4/24/18

Junior High Memories

In the Fall of 1979, I was excited to find out my two best friends, Chris and Robbie*, would be in my homeroom class, room 65, taught by Mr. Peete. Mrs. Usher was my English teacher and she encouraged communication among all of her students via warm fuzzies: with five minutes left in class, she allowed us to write positive notes ("warm fuzzies") and place them in another student's inbox.

Mrs. Usher was very nice and kind and supportive of me. She chose me to be stage director of the 8th-grade play, she and Mr. Peete inducted me into the National Junior Honor Society, she set me up with a one-time babysitting job that somehow led to me asking a girl out, she had me read Shel Silverstein poems in literary voice competition (or something like that) and she encouraged me to write poetry.

In 1981, after my freshman year of high school, Dad got orders and we moved. But a week before we did, Mrs. Usher threw a big going away party just for me and gave me several books. We corresponded briefly during the first six months after my move but I lost interest in the old and gained interest in the new.

Flash-forward thirty-four years to May 2015. I turned Dad's PC back on ten days after his fatal heart attack to see what the last thing he saw on his PC was. It was Facebook and he had several pages open, including a page with a search bar. For the first and only time in my life, I searched for a person on Facebook, typing Peggy Usher into the search box. Then I sent her a message along the lines of "You probably don't remember me but you have had a big impact on my life. This isn't my Facebook page so don't reply. My name is .... and my phone number is ..... Call or text me if you can."

Eighteen months later, I get a long, late-night text followed by a short "I forgot to identify myself but I am Mrs. Usher" from her and we begin communicating again, thirty-five years after I last saw her. She caught me up on her life and the intense work she was putting in learning to stand and walk again after an unidentified illness. She shared pictures of her "pride and joy" (her granddaughter) and more often than not warned me to be patient with her as she had lots to say and would eventually get around to it. She almost always texted late at night and then would apologize for falling asleep. Her faith was always apparent and she still loved science-fiction. I count hundreds of texts still on my iPad, including one before Thanksgiving 2017, where she prayed that she would regain some mobility and wished my family "a bright holiday." I sent a text after Christmas "How Are You?" and then "Happy New Year!" after that. Life happened and I forgot about her, and her name sank to the bottom of my text conversations. Then a couple of weeks back, I Googled her name and got the bad news: she "went to get her crown" on Sunday, February 11, 2018. You can read this remembrance by friends, co-workers and former students.

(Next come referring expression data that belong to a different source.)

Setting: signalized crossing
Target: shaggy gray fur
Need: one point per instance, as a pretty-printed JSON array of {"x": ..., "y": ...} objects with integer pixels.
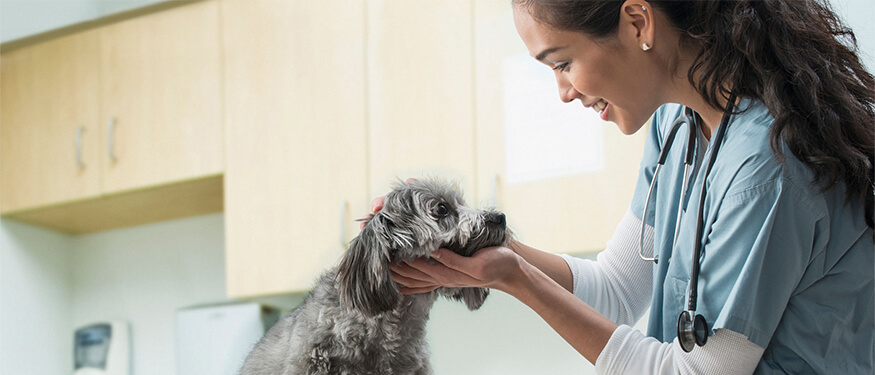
[{"x": 355, "y": 321}]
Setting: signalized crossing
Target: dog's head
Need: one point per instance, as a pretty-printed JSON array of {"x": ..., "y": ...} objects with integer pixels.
[{"x": 416, "y": 219}]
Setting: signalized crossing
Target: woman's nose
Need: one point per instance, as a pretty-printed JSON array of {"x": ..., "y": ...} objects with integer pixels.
[{"x": 567, "y": 93}]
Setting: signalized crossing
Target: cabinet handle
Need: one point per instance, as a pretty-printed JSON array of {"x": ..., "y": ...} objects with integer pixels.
[
  {"x": 111, "y": 140},
  {"x": 79, "y": 161},
  {"x": 343, "y": 205}
]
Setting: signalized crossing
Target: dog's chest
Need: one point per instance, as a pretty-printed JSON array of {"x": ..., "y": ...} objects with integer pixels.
[{"x": 392, "y": 343}]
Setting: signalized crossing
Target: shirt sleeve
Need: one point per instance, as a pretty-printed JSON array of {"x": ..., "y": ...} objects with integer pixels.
[
  {"x": 630, "y": 352},
  {"x": 618, "y": 284}
]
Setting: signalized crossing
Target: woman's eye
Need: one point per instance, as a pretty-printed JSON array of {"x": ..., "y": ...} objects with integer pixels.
[{"x": 561, "y": 67}]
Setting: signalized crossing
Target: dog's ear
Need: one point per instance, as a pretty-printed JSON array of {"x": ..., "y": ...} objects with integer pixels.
[
  {"x": 364, "y": 280},
  {"x": 473, "y": 297}
]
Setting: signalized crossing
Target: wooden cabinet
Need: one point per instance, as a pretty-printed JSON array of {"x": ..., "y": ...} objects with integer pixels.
[
  {"x": 49, "y": 136},
  {"x": 296, "y": 176},
  {"x": 67, "y": 166},
  {"x": 161, "y": 97},
  {"x": 420, "y": 92},
  {"x": 568, "y": 214}
]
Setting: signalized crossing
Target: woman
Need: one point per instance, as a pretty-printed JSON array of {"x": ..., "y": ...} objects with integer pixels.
[{"x": 786, "y": 267}]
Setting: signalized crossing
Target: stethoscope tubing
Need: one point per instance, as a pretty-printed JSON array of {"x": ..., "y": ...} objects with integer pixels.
[{"x": 692, "y": 328}]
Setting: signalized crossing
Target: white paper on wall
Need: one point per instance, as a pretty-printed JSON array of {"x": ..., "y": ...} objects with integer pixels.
[{"x": 544, "y": 137}]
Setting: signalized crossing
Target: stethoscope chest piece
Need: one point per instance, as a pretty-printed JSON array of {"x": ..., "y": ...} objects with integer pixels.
[{"x": 692, "y": 331}]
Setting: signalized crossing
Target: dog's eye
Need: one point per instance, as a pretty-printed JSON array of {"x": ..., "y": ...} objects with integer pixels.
[{"x": 441, "y": 210}]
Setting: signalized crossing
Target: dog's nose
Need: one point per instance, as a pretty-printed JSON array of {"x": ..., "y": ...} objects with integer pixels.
[{"x": 497, "y": 219}]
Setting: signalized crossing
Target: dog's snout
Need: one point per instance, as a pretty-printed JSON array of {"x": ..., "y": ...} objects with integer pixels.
[{"x": 496, "y": 219}]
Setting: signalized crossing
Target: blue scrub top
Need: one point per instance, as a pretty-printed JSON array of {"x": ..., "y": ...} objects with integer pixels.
[{"x": 784, "y": 264}]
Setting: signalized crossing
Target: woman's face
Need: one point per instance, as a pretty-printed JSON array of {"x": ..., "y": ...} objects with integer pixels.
[{"x": 613, "y": 77}]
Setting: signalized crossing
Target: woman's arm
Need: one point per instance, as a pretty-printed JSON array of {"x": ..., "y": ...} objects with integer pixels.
[{"x": 551, "y": 264}]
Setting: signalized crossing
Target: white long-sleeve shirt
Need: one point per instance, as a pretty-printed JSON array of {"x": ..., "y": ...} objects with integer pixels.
[{"x": 620, "y": 285}]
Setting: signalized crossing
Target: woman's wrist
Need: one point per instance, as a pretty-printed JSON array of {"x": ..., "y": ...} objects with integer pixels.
[{"x": 515, "y": 282}]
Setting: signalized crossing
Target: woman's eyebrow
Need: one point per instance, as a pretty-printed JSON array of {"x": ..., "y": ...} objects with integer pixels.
[{"x": 544, "y": 53}]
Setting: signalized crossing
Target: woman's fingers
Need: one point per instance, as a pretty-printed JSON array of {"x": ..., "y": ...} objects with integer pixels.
[
  {"x": 443, "y": 275},
  {"x": 408, "y": 291}
]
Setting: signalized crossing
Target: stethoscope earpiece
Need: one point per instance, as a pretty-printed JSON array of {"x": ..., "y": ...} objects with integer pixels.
[{"x": 692, "y": 331}]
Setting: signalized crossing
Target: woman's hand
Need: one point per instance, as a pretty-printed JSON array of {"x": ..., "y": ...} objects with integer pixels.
[{"x": 492, "y": 267}]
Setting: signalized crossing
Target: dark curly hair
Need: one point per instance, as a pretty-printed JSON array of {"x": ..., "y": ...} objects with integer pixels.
[{"x": 795, "y": 55}]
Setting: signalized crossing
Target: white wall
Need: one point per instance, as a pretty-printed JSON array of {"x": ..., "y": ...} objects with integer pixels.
[
  {"x": 35, "y": 301},
  {"x": 22, "y": 18},
  {"x": 143, "y": 275}
]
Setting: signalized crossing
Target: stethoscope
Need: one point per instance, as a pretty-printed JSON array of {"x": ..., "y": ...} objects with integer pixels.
[{"x": 692, "y": 328}]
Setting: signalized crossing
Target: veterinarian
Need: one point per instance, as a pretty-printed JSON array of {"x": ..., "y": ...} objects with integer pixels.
[{"x": 784, "y": 226}]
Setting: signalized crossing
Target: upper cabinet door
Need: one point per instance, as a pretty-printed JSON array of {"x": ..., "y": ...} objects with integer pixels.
[
  {"x": 420, "y": 92},
  {"x": 161, "y": 98},
  {"x": 49, "y": 123},
  {"x": 296, "y": 175},
  {"x": 571, "y": 198}
]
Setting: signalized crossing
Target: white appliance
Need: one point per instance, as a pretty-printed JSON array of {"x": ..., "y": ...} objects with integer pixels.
[
  {"x": 215, "y": 340},
  {"x": 102, "y": 349}
]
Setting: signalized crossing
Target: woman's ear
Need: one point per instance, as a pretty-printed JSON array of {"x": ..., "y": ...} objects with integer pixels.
[{"x": 636, "y": 23}]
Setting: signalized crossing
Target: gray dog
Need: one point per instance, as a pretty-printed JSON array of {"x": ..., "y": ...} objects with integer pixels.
[{"x": 355, "y": 321}]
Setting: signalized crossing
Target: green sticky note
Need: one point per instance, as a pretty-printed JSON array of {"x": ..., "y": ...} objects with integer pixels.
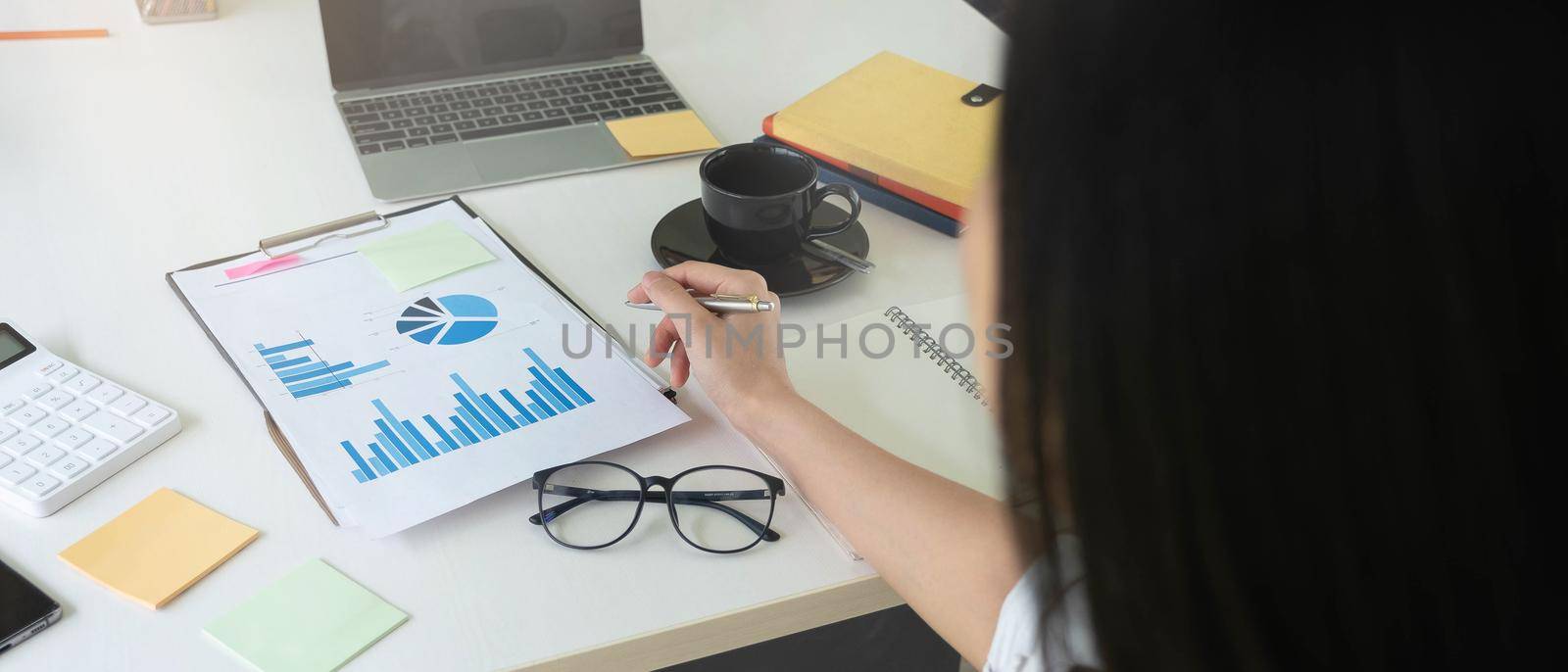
[
  {"x": 417, "y": 258},
  {"x": 313, "y": 619}
]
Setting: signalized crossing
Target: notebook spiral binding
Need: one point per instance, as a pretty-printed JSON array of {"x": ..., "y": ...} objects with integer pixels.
[{"x": 932, "y": 348}]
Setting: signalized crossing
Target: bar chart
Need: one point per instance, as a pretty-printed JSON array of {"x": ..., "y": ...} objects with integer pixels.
[
  {"x": 477, "y": 417},
  {"x": 305, "y": 373}
]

The reappearance of Mrs. Usher in my life helped to offset the reappearance of another person I hadn't seen in thirty-two years, who caused more harm than good. And now I am overjoyed by the news I am gonna be a first-time grandpa, to twins no less, in late August.

*Robbie was killed in a still-unsolved murder just off his Army base in 1999. Chris contacted me some 10-15 years ago, saying he paid extra money to some website (classmates.com?) just to get my email address. After we caught each other up on our lives since 1981, we discovered we had absolutely nothing else in common and just stopped emailing one another.

1 comment:

  1. I'll paraphrase the 2002 movie, The Emperor's Club:

    Great teachers have little external history to record. Their lives go over into other lives. These people are pillars in the intimate structure of our schools. They are more essential than its stones or beams, and they will continue to be a kindling force and a revealing power in our lives.